Enfin, permettez-moi de m’arrêter sur le titre II de cette proposition, relatif au secteur de la presse. Celui-ci n’est pas visé par les articles précédents, puisqu’il ne dispose pas d’une autorité de régulation. C’est pourquoi je tiens à saluer l’article 11 qui vise à rendre plus transparents aux yeux des lecteurs la composition capitalistique des entreprises de presse, leur modification de statut ou le changement de dirigeant.

En outre, dans ce souci de transparence qui nous caractérise, nous avons introduit en commission, à l’initiative du groupe SRC, un article 11 bis qui inscrit une forme de conditionnalité des aides à la presse. Il dispose que le manquement aux obligations de transparence sur l’actionnariat des entreprises de presse écrite ou en ligne, introduites dans l’article 66 de la loi Warsmann, entraînera la suspension de tout ou partie des aides à la presse directes ou indirectes.

En effet, il est quotidiennement constaté que les entreprises de presse ne détaillent pas dans l’ours de leurs publications les noms des personnes physiques ou morales détenant au moins 10 % de leur capital, alors qu’il s’agit d’une obligation légale depuis 2011. Parallèlement, le non-respect du nouvel article 2-1 de la loi de 1881, c’est-à-dire le droit d’opposition des journalistes, entraînera les mêmes sanctions.

Chers collègues, la liberté d’expression, l’indépendance des médias et le pluralisme constituent le fondement d’une démocratie saine, dont le respect permet de mesurer la vigueur.
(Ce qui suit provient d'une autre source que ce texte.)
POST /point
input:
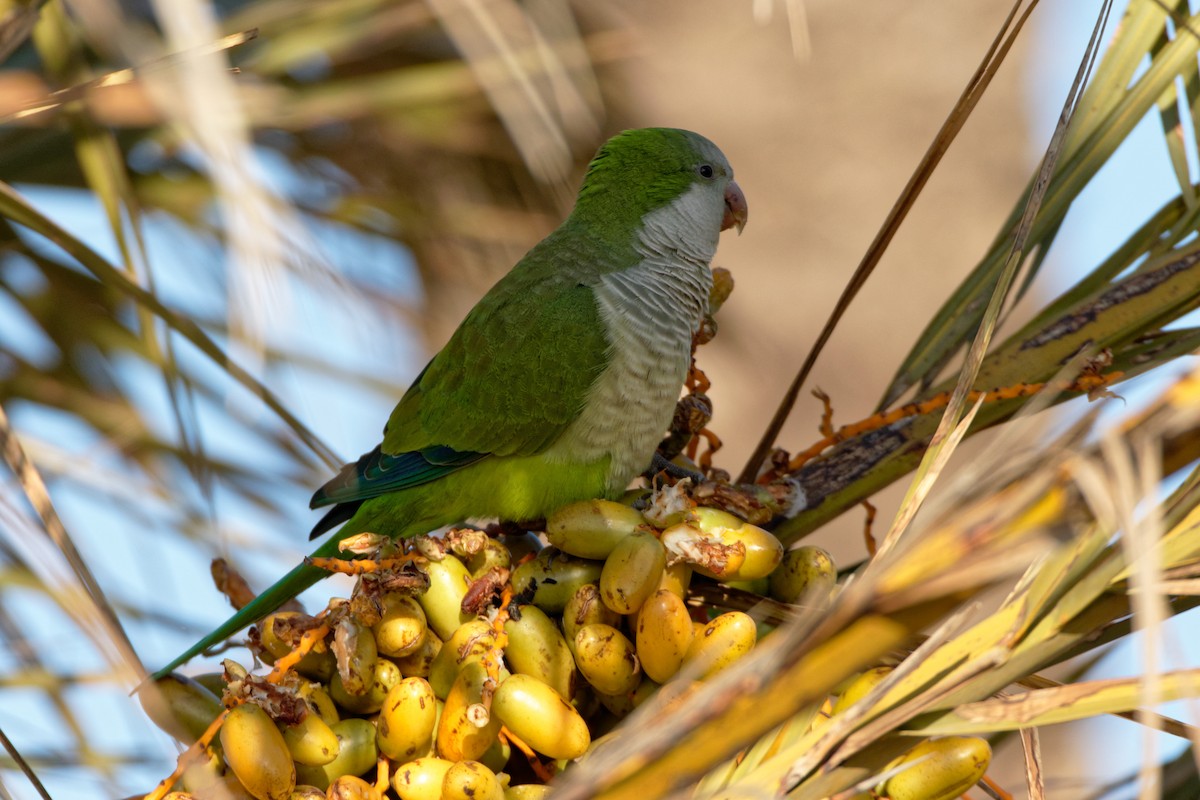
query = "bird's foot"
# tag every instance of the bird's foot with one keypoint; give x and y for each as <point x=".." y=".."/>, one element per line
<point x="660" y="464"/>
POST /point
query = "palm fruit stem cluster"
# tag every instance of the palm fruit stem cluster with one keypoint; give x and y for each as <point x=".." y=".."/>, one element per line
<point x="468" y="647"/>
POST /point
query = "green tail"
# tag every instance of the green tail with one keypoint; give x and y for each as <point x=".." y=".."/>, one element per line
<point x="283" y="590"/>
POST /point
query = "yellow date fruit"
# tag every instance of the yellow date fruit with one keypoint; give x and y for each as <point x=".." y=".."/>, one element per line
<point x="721" y="546"/>
<point x="537" y="648"/>
<point x="593" y="528"/>
<point x="949" y="767"/>
<point x="257" y="753"/>
<point x="357" y="753"/>
<point x="385" y="675"/>
<point x="180" y="707"/>
<point x="406" y="726"/>
<point x="725" y="639"/>
<point x="586" y="608"/>
<point x="471" y="781"/>
<point x="351" y="787"/>
<point x="553" y="577"/>
<point x="664" y="635"/>
<point x="467" y="729"/>
<point x="442" y="602"/>
<point x="421" y="780"/>
<point x="606" y="659"/>
<point x="401" y="627"/>
<point x="804" y="573"/>
<point x="419" y="662"/>
<point x="633" y="571"/>
<point x="540" y="717"/>
<point x="467" y="644"/>
<point x="311" y="741"/>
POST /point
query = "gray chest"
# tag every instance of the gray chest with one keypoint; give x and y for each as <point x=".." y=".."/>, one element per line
<point x="651" y="313"/>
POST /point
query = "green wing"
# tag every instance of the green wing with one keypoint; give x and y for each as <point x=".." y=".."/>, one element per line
<point x="514" y="376"/>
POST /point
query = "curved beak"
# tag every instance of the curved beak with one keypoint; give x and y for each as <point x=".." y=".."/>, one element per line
<point x="737" y="212"/>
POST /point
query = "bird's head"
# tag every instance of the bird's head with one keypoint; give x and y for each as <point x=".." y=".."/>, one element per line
<point x="645" y="170"/>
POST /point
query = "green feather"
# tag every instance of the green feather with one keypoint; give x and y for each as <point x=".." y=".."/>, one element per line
<point x="486" y="429"/>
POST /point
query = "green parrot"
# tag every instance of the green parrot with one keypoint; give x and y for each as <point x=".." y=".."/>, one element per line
<point x="562" y="380"/>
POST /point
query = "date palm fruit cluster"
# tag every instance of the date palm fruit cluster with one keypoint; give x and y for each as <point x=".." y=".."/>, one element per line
<point x="444" y="686"/>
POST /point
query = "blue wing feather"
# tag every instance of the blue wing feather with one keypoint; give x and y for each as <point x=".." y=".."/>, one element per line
<point x="378" y="473"/>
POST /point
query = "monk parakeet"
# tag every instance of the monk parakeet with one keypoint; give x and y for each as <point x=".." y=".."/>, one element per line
<point x="561" y="382"/>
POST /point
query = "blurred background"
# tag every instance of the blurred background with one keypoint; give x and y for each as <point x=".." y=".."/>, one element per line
<point x="327" y="199"/>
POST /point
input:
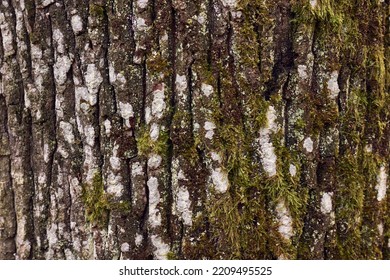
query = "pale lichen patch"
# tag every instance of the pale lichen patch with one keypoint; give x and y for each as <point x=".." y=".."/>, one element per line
<point x="207" y="90"/>
<point x="67" y="131"/>
<point x="107" y="127"/>
<point x="285" y="221"/>
<point x="229" y="3"/>
<point x="308" y="145"/>
<point x="293" y="170"/>
<point x="154" y="161"/>
<point x="326" y="202"/>
<point x="93" y="79"/>
<point x="183" y="203"/>
<point x="209" y="127"/>
<point x="333" y="85"/>
<point x="220" y="180"/>
<point x="125" y="247"/>
<point x="154" y="200"/>
<point x="161" y="249"/>
<point x="380" y="229"/>
<point x="302" y="72"/>
<point x="126" y="112"/>
<point x="137" y="170"/>
<point x="381" y="185"/>
<point x="61" y="69"/>
<point x="138" y="239"/>
<point x="154" y="132"/>
<point x="158" y="103"/>
<point x="142" y="4"/>
<point x="77" y="24"/>
<point x="267" y="150"/>
<point x="114" y="184"/>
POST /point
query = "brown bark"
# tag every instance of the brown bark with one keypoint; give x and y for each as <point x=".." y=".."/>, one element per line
<point x="194" y="129"/>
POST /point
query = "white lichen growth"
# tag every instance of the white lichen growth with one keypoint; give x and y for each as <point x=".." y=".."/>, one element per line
<point x="77" y="24"/>
<point x="161" y="249"/>
<point x="326" y="202"/>
<point x="183" y="203"/>
<point x="302" y="72"/>
<point x="115" y="160"/>
<point x="333" y="85"/>
<point x="220" y="180"/>
<point x="308" y="144"/>
<point x="61" y="68"/>
<point x="267" y="150"/>
<point x="114" y="184"/>
<point x="140" y="24"/>
<point x="138" y="239"/>
<point x="158" y="103"/>
<point x="154" y="161"/>
<point x="154" y="132"/>
<point x="136" y="170"/>
<point x="125" y="247"/>
<point x="181" y="84"/>
<point x="154" y="199"/>
<point x="209" y="127"/>
<point x="293" y="170"/>
<point x="285" y="221"/>
<point x="216" y="157"/>
<point x="207" y="90"/>
<point x="93" y="79"/>
<point x="229" y="3"/>
<point x="67" y="131"/>
<point x="380" y="229"/>
<point x="107" y="127"/>
<point x="142" y="4"/>
<point x="126" y="112"/>
<point x="381" y="185"/>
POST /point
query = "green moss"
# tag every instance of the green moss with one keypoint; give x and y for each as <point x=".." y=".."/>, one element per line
<point x="147" y="146"/>
<point x="96" y="201"/>
<point x="96" y="11"/>
<point x="98" y="204"/>
<point x="171" y="256"/>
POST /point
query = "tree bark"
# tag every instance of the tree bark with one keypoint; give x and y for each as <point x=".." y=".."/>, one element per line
<point x="204" y="129"/>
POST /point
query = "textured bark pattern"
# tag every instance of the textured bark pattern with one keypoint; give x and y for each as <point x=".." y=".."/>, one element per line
<point x="145" y="129"/>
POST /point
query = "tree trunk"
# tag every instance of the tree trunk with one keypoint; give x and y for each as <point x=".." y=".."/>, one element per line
<point x="216" y="129"/>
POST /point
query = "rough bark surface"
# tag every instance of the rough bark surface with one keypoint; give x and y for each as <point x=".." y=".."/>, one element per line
<point x="203" y="129"/>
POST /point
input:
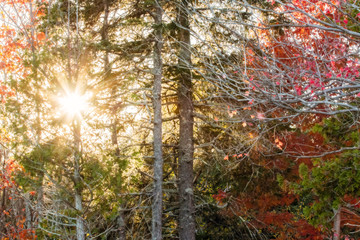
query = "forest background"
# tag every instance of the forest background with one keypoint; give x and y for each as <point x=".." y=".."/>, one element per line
<point x="184" y="119"/>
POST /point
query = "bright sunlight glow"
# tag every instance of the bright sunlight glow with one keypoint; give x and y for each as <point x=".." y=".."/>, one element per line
<point x="73" y="104"/>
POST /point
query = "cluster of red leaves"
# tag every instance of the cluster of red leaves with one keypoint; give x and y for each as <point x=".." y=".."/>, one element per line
<point x="11" y="216"/>
<point x="270" y="213"/>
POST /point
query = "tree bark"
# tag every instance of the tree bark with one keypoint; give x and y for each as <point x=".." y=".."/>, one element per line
<point x="186" y="144"/>
<point x="337" y="221"/>
<point x="80" y="229"/>
<point x="157" y="132"/>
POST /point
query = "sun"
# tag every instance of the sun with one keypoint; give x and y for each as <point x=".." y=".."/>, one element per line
<point x="73" y="104"/>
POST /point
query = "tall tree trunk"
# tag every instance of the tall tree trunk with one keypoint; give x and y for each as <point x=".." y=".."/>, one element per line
<point x="120" y="228"/>
<point x="337" y="221"/>
<point x="80" y="229"/>
<point x="186" y="144"/>
<point x="158" y="156"/>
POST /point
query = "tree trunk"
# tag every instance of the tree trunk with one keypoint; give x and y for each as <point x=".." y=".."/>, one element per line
<point x="186" y="144"/>
<point x="80" y="229"/>
<point x="158" y="156"/>
<point x="337" y="221"/>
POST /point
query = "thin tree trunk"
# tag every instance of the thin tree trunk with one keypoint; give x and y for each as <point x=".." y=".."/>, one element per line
<point x="120" y="222"/>
<point x="337" y="220"/>
<point x="80" y="229"/>
<point x="158" y="156"/>
<point x="186" y="144"/>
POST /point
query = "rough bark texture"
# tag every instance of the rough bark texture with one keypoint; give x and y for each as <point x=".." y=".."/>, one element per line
<point x="337" y="220"/>
<point x="186" y="144"/>
<point x="158" y="156"/>
<point x="80" y="229"/>
<point x="120" y="222"/>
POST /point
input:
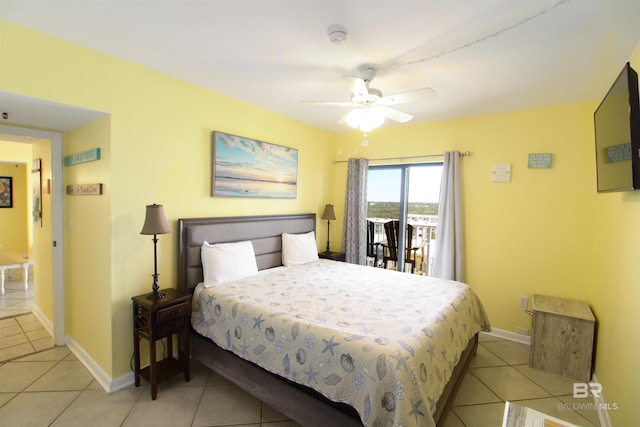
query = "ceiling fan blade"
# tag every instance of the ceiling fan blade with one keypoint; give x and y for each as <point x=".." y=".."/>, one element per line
<point x="338" y="103"/>
<point x="396" y="115"/>
<point x="406" y="97"/>
<point x="357" y="85"/>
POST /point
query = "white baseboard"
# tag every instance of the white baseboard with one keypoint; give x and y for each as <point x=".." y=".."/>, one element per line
<point x="602" y="407"/>
<point x="100" y="375"/>
<point x="511" y="336"/>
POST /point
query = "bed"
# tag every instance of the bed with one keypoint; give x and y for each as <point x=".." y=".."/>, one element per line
<point x="337" y="385"/>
L’existence de médias libres capables de refléter la diversité des opinions dans un pays est indispensable à la démocratie. Le rôle qui pourrait être joué par des propriétaires de médias pour limiter l’indépendance des journalistes et le pluralisme suscite dans certains pays de vives préoccupations. Nous devons donc nous prémunir contre ce risque et adapter notre législation.

Ce texte vise à faciliter le travail d’investigation des journalistes et à empêcher les entraves mises à sa publicité. Dans ce cadre, la protection du secret des sources des journalistes est l’une des pierres angulaires de la liberté de la presse. La République doit porter haut et fort ces valeurs fondamentales. La presse, lieu permanent du débat politique ou sociétal, offre un lien constant avec la politique qui a valu aux médias français une partie de leur succès, dès lors qu’ils contribuent à l’expression des principaux courants d’opinion.

Pour défendre cette ambition d’une presse libre, indépendante et pluraliste, nous aurions deux choix : ne rien faire ou ne rien pouvoir faire. Nous avons choisi une troisième voie : agir en adoptant ce texte.